Historically, diet honored tradition: we ate the foods that our mothers, and their mothers, ate. Now, your neighbor or sibling may be a meat-eater or vegetarian, may ferment his foods or eat them raw. This fragmentation of the American menu reflects admirable diversity and tolerance, but food is more important than fashion. Though it’s not politically correct to say so, all diets are not created equal.

‘Tis true, but take a look at a whole foods vegan diet versus any of the fad diets and you’ll see one major difference: a vegan diet is sustainable for a lifetime while most others aren’t.

An adult who was well-nourished in utero and in infancy may choose to get by on a vegan diet, but babies are built from protein, calcium, cholesterol and fish oil.
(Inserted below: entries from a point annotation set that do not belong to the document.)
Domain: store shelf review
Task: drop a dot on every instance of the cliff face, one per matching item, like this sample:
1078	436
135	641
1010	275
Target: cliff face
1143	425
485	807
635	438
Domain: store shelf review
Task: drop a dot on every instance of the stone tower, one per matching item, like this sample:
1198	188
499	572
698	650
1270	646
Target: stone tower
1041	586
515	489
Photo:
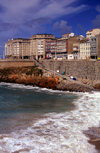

Children fed only plants will not get the precious things they need to live and grow.

I think someone needs to make a t-shirt based on the quote “Babies are built from protein, calcium, cholesterol and fish oil.”

Pieces like this one by Nina Planck seem to exist not to foster any sort of serious discussion about nutrition and diet, but for other purposes (selling books, selling papers).  Without citing any sources, it’s hard to take any claims that Planck makes seriously.  If you go out there and do the research, you’ll find that a well-planned vegan diet can be every bit as healthy as a well-planned omni diet.  I’ve said it before and I’ll say it again:

We all need to look at what we eat.  It’s not a “vegan thing.”  If you shovel food down your gullet and don’t have any concept about what’s good for you, it doesn’t matter if you’re omnivore, vegan, or breatharian — you’re going to have problems.

I’d challenge Ms. Planck or anyone else looking to cash in on the latest “VEGAN PARENTZ KILL BABY, OMG~!!” headline to debate with a dietician like Vesanto Melina or a vegan nutritionist so people can make up their minds based on facts rather than a piece of marketing fluff masquerading as an op-ed piece.